I have a space delimeted csv file containing key value pair like below :-
a=1 b="2021-02-21 00:00:12" c=5
I have to read it through pyspark.
I used below command :-
a=spark.read.option("quote",""").option('delimiter',' ').csv(/path/abc.csv)
when I execute above, its creating 4 columns instead of 3, like below :-
a=1| b="2021-02-21| 00:00:12"| c=5
Can anyone help how can I put whole values of b in single column.
NOTE: this is just a sample record. Actual records multiple k-v pairs and also ordering of columns are not same in every files that we receive.
CodePudding user response:
You can use concat_ws
to concatenate the two columns and df.columns[n]
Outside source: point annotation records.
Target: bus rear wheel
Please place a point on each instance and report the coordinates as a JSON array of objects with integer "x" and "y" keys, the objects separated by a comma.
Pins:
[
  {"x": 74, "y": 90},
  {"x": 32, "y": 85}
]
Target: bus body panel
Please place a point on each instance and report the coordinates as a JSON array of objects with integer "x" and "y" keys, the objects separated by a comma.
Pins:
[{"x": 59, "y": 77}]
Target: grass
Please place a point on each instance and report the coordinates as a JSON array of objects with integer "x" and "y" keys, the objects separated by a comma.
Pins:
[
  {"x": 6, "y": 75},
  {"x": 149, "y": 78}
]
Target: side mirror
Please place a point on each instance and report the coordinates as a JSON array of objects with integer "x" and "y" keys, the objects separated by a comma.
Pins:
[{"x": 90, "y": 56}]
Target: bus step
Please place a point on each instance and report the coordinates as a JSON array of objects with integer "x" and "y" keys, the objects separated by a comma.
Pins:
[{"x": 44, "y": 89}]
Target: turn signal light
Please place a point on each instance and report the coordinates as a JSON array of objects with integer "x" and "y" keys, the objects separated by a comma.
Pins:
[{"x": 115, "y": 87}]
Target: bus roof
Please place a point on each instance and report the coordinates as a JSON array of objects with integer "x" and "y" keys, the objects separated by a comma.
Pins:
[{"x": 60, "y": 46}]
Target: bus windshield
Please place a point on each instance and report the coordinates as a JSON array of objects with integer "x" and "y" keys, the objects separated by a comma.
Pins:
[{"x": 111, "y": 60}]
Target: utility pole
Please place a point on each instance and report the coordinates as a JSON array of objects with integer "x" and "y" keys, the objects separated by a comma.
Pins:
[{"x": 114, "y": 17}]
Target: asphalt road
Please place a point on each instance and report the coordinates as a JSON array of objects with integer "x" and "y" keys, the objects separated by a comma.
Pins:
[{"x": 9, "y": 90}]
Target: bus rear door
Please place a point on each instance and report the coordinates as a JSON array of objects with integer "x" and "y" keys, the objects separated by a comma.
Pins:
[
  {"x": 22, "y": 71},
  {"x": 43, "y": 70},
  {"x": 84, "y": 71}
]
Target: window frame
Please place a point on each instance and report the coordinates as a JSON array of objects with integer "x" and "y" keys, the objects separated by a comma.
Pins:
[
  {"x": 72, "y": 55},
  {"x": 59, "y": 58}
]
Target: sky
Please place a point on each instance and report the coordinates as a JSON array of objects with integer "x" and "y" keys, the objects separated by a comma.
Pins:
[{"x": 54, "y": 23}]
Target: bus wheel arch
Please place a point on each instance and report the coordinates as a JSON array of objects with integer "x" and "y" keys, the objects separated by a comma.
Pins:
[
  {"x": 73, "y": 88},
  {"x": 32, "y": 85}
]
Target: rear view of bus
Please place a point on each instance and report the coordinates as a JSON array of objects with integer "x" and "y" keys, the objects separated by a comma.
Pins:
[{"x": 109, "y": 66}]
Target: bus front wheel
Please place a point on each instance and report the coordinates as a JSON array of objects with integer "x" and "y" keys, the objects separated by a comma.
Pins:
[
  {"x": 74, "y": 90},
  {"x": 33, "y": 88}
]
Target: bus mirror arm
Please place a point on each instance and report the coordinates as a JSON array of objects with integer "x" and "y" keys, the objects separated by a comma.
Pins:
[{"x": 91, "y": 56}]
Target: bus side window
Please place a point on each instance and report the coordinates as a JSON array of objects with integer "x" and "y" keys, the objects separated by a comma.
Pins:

to access the columns by index
from pyspark.sql.functions import concat_ws
df = df.select(concat_ws('',df.columns[1],df.columns[2]).alias("b"),"a","c")
CodePudding user response:
Since you cannot use a regular expression, to separate the columns based on the key value pairs you could read the hole line and use the F.split
function together with some F.pivot
magic.
(spark.read.text("test.csv")
.withColumn("line_id", F.monotonically_increasing_id())
.withColumn("array", F.split("value",r"( )?[a-z]="))
.withColumn("keys", F.array([F.lit(x) for x in list("abc")]))
.select(F.col("line_id"),
F.arrays_zip(F.slice(F.col("keys"),1,3),
F.slice(F.col("array"),2,4)).alias("value"))
.select(F.col("line_id"),F.explode("value").alias("exploded"))
.select(F.col("line_id"),
F.col("exploded").getItem("0").alias("key"),
F.col("exploded").getItem("1").alias("val"))
.groupBy("line_id").pivot("key").agg(F.max("val"))
.show(10, False))
that should result in something like:
------- --- --------------------- ---
|line_id|a |b |c |
------- --- --------------------- ---
|0 |1 |"2021-02-21 00:00:12"|5 |
|1 |3 |"2021-02-21 00:00:52"|4 |
------- --- --------------------- ---